Saturday, July 7th, 2007

Art I made in Essaouira, Morocco. I left it here. I couldn’t find any art supplies in Morocco. I would normally apply liquitex over the surface which would give it some rigidity; wax alone is too delicate to get through customs without breaking.

These canvasses were made for me by our guide, who is also a carpenter. Usually I don’t use canvas; I find plastic or metal to use as canvas from garbage bins or the side of the road. Canvas is not very strong; it moves and flexes and cracks can form in the textured surfaces I like to build. So I prefer to use garbage instead.

Alcove where I left the art.


day after day after yesterday

Friday, July 6th, 2007

foto by smith

morocco’s still trying to break our will, but won’t. gotta respect a country that won’t give up without a fight.

past few days we withdrew a total of 10,000 dirhams from bank money machines. today we tried to convert them into 1,000 euros so we could pay our london and france rents for august and september. bank said no, we had to go back to where we got the money and have them convert it. walked to western union. they said no, try the bank where we’d just been refused. told lady not to worry, we could always convert them in london. she said no we can’t – it’s illegal to take dirhams out of morocco. we’re looking at losing $1,200 american dollars because of money laws we knew nothing about. we taxi out to the airport to try their conversion office. man said sorry, you need the receipts of where you got it. told him we got it out of the ATM machines. he said those receipts would do. we’ve been throwing the receipts away, but searched her purse and found enough to cover it. gave them to him. he found out we were leaving tomorrow so said can’t be done today, come back tomorrow when we leave. i’m getting tired of bureaucratic backwash telling us what we can or can’t do with our own bread.
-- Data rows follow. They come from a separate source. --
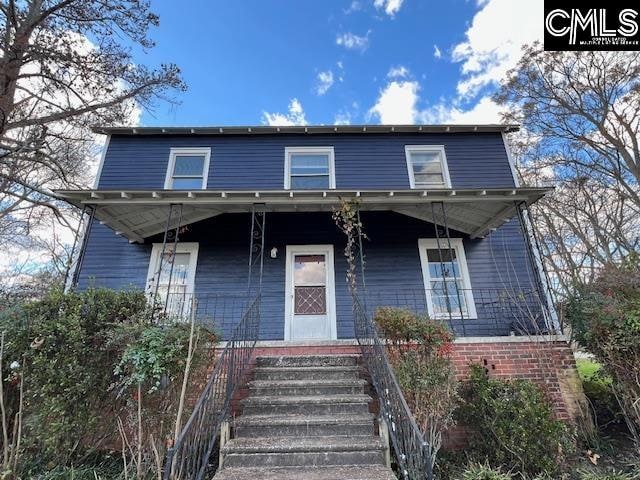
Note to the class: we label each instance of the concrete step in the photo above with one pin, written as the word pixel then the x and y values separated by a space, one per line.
pixel 306 404
pixel 308 361
pixel 303 451
pixel 303 425
pixel 350 472
pixel 306 387
pixel 306 373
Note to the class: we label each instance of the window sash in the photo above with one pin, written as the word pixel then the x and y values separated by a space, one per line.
pixel 447 283
pixel 181 163
pixel 427 166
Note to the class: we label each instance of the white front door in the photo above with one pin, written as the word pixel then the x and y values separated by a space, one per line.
pixel 310 307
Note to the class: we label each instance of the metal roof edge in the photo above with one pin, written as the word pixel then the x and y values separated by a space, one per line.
pixel 308 130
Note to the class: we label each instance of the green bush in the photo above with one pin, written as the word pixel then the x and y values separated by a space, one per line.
pixel 592 475
pixel 511 424
pixel 605 319
pixel 79 355
pixel 482 471
pixel 597 385
pixel 419 351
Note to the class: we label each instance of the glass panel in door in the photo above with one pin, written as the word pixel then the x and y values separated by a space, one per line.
pixel 309 317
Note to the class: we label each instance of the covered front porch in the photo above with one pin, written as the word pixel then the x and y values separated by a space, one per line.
pixel 461 256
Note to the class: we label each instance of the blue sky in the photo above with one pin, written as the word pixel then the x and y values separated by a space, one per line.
pixel 254 62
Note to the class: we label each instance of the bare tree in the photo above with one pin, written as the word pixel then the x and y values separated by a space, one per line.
pixel 580 113
pixel 65 65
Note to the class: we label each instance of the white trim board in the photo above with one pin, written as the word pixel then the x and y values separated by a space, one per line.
pixel 409 149
pixel 457 244
pixel 195 151
pixel 288 151
pixel 326 250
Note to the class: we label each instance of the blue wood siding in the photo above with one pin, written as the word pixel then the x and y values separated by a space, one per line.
pixel 392 263
pixel 257 162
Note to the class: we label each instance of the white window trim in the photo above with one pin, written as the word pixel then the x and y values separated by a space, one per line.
pixel 288 151
pixel 181 247
pixel 409 149
pixel 206 151
pixel 456 243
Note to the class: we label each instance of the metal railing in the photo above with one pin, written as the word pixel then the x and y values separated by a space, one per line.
pixel 478 311
pixel 190 458
pixel 412 451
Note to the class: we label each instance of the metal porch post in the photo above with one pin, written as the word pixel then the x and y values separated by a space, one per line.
pixel 361 255
pixel 446 288
pixel 175 245
pixel 83 246
pixel 542 281
pixel 256 246
pixel 156 276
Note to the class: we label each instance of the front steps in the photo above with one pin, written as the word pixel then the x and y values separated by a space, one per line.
pixel 306 418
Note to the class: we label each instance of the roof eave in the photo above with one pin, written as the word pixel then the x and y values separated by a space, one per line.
pixel 309 129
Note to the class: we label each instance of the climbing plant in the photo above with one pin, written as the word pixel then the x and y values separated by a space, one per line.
pixel 347 219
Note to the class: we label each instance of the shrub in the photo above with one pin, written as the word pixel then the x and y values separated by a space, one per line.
pixel 597 385
pixel 511 424
pixel 605 319
pixel 419 352
pixel 79 353
pixel 482 471
pixel 591 475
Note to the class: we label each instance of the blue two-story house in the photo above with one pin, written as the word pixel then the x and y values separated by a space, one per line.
pixel 234 227
pixel 441 207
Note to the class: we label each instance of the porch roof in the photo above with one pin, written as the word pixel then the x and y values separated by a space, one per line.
pixel 139 214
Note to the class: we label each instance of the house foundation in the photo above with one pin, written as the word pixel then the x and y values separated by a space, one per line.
pixel 548 361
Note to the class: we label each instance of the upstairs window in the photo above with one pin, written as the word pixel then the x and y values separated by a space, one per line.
pixel 309 168
pixel 427 166
pixel 171 277
pixel 188 169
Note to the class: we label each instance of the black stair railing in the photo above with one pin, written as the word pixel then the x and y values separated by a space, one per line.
pixel 412 452
pixel 191 457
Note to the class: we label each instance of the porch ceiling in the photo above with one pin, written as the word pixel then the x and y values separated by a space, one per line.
pixel 139 214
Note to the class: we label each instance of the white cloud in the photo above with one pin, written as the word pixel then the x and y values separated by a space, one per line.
pixel 398 72
pixel 484 111
pixel 397 103
pixel 355 6
pixel 494 41
pixel 390 7
pixel 352 41
pixel 342 118
pixel 325 81
pixel 294 116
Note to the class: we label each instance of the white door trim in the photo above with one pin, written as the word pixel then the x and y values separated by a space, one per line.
pixel 458 245
pixel 327 250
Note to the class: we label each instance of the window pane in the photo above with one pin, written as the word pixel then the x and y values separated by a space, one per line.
pixel 309 164
pixel 180 269
pixel 427 179
pixel 320 181
pixel 189 165
pixel 187 183
pixel 427 168
pixel 434 255
pixel 309 270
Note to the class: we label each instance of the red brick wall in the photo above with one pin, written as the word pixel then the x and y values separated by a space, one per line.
pixel 550 364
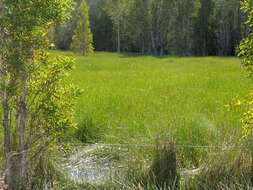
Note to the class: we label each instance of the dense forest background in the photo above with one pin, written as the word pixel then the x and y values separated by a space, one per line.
pixel 161 27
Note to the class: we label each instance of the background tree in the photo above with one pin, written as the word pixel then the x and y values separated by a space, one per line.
pixel 82 41
pixel 246 52
pixel 36 103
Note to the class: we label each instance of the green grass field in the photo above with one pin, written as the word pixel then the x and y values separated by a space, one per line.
pixel 136 99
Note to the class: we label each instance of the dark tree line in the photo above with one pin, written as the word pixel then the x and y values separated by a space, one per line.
pixel 159 27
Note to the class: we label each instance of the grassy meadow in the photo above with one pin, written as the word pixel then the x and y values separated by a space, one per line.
pixel 133 99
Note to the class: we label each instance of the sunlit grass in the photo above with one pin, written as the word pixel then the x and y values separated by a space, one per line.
pixel 135 99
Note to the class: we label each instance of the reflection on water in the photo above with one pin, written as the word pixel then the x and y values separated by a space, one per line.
pixel 90 165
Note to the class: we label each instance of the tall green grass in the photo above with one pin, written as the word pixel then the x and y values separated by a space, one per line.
pixel 134 99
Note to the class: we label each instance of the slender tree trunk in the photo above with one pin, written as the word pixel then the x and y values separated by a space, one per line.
pixel 118 38
pixel 22 124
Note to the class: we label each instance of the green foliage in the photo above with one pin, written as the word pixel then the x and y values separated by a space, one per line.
pixel 82 41
pixel 246 52
pixel 37 104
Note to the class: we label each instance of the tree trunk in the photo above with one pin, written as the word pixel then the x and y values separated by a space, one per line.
pixel 118 38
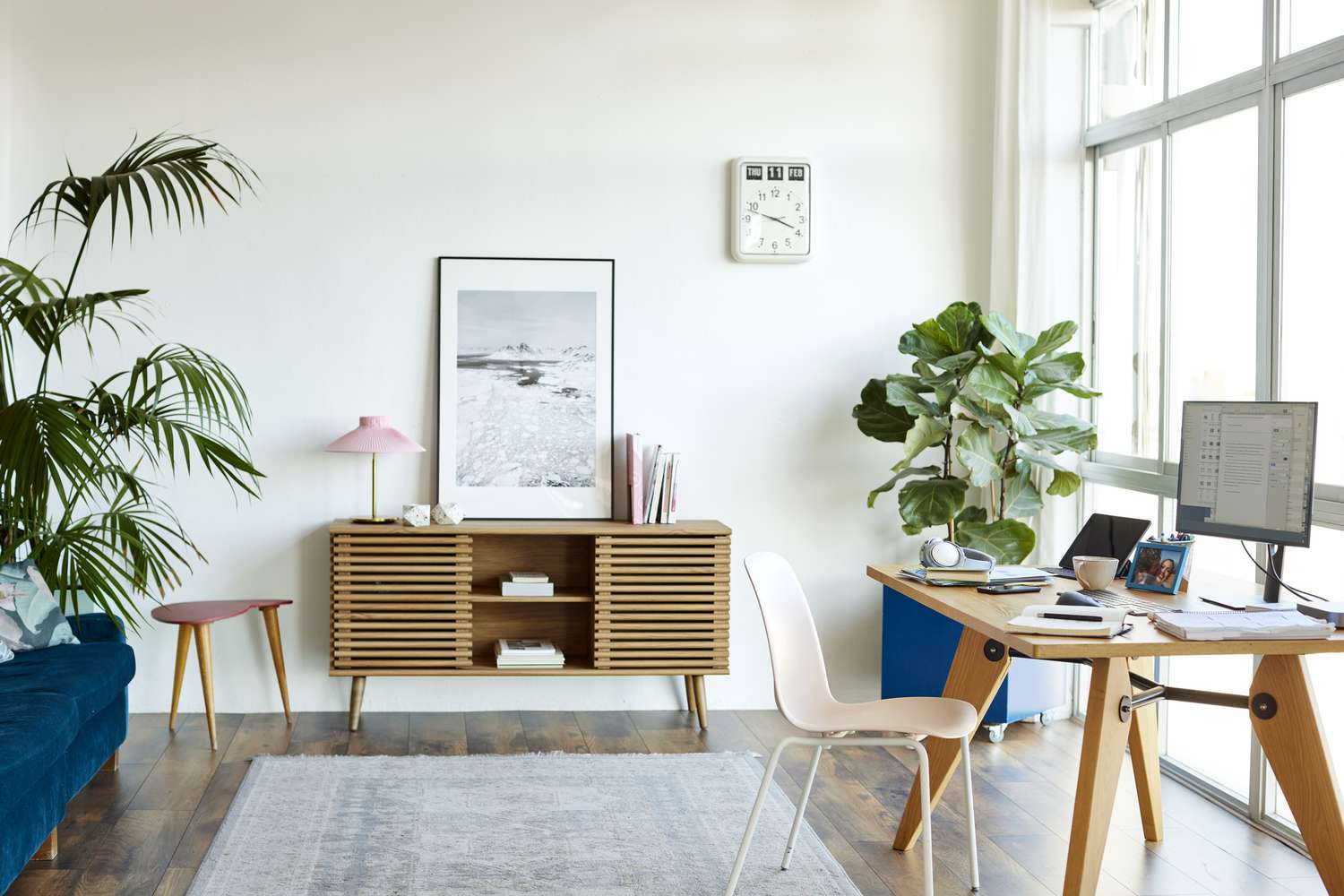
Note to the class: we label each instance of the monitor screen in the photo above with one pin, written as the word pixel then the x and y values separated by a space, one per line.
pixel 1246 470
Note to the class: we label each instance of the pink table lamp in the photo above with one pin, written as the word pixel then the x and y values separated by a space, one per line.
pixel 374 437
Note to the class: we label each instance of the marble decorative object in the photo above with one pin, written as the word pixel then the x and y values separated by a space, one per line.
pixel 448 513
pixel 416 513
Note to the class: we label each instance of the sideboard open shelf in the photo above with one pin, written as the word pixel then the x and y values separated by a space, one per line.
pixel 629 599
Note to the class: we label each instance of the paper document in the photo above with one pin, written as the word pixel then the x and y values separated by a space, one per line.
pixel 1277 625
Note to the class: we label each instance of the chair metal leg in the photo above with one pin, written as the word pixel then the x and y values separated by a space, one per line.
pixel 925 815
pixel 825 743
pixel 755 814
pixel 970 815
pixel 803 807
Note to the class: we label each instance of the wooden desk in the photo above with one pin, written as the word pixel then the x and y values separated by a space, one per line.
pixel 1281 705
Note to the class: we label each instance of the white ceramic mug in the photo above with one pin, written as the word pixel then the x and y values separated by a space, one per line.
pixel 1096 573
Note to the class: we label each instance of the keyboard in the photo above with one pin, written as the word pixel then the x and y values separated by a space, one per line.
pixel 1126 600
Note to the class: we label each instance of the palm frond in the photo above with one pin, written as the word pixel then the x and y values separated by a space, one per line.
pixel 182 169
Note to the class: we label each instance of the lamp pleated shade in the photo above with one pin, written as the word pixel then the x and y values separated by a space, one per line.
pixel 374 435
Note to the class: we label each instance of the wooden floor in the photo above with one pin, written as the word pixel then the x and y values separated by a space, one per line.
pixel 145 828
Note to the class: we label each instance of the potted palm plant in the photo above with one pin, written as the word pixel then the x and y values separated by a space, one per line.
pixel 78 468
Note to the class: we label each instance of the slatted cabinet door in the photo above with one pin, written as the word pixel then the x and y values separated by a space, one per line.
pixel 400 600
pixel 661 602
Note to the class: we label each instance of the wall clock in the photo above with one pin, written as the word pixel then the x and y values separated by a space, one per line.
pixel 771 210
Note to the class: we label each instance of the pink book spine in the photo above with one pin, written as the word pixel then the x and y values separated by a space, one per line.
pixel 634 476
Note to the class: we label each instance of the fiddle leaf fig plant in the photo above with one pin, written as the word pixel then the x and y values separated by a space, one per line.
pixel 970 394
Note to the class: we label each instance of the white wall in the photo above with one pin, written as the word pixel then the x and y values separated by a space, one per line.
pixel 390 134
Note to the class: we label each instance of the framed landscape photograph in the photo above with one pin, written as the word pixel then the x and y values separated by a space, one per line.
pixel 524 386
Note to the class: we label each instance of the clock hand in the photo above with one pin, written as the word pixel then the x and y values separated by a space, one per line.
pixel 776 220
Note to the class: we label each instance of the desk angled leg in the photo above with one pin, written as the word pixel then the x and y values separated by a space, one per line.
pixel 978 669
pixel 1285 720
pixel 1098 772
pixel 1142 756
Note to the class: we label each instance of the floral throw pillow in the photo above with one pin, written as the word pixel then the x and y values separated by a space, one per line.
pixel 30 616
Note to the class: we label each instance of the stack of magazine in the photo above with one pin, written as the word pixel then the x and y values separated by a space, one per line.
pixel 527 653
pixel 527 584
pixel 653 476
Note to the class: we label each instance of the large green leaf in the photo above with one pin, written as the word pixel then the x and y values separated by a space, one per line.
pixel 992 384
pixel 1021 498
pixel 1064 440
pixel 1053 338
pixel 900 471
pixel 970 513
pixel 989 417
pixel 922 347
pixel 1058 368
pixel 1013 367
pixel 926 503
pixel 1013 343
pixel 976 452
pixel 957 365
pixel 926 433
pixel 878 418
pixel 961 325
pixel 182 169
pixel 1005 540
pixel 1064 482
pixel 906 392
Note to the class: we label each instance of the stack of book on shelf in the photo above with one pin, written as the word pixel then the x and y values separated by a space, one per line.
pixel 526 584
pixel 653 474
pixel 526 653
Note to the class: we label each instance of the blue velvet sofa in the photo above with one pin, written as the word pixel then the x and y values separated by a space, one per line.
pixel 62 716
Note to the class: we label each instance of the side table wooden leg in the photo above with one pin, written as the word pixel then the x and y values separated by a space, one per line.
pixel 183 648
pixel 357 700
pixel 978 669
pixel 207 685
pixel 1098 772
pixel 48 848
pixel 277 654
pixel 1289 728
pixel 1142 756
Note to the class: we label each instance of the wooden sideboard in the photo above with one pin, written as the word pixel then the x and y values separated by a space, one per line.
pixel 629 599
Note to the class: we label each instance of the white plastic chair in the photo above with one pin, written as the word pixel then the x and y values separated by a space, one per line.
pixel 804 696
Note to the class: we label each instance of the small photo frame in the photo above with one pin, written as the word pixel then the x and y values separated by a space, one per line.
pixel 1159 565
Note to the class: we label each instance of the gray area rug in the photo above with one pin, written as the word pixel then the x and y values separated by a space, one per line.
pixel 483 825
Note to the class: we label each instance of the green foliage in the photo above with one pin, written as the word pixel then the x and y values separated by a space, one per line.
pixel 972 390
pixel 77 470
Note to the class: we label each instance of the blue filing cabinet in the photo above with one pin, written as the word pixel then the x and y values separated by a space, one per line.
pixel 917 649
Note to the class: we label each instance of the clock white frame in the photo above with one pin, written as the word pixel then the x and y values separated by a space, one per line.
pixel 737 175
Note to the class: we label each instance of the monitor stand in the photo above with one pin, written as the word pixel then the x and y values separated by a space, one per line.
pixel 1276 573
pixel 1271 589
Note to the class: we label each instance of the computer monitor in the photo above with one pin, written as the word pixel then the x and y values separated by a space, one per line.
pixel 1246 471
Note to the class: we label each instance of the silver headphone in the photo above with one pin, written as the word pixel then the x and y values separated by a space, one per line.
pixel 938 554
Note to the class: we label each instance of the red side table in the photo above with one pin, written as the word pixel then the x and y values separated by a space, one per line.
pixel 195 616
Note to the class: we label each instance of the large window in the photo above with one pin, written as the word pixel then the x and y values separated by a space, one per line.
pixel 1217 150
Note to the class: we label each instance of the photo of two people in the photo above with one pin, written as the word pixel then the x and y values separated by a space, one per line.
pixel 1158 567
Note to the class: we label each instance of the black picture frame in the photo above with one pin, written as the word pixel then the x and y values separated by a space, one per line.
pixel 543 503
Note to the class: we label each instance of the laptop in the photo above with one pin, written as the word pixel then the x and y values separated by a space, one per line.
pixel 1102 536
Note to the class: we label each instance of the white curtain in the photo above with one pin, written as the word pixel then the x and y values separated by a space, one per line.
pixel 1018 263
pixel 1035 274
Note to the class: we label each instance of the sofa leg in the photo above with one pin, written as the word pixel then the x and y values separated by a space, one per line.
pixel 47 850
tried to taxi back from airport. our first night in morocco, as we walked to the airport taxis, a cabbie asked if we wanted a ride. said yes. he took us to his cab – which was at the back of the long line of waiting cabs. before we knew something was out of sorts, he’d thrown our backpacks in his trunk and told us it was150 dirhams. all the other cabbies descended on him screaming cursing yelling pounding the top of his cab.

so this time to prevent a ruckus we went to the taxi at the head of the line. cabbie said 120 dirhams. told him we’d just taxied the same distance out to the airport for 80 dirhams. he said too bad. asked other cabbies for 80 dirham ride and several said yes. they all started screaming at each other. we got in one cab and another cabbie came over, open my door and demanded we get into his cab. our driver started backing up, the other cabbie hanging on to the door… finally let go.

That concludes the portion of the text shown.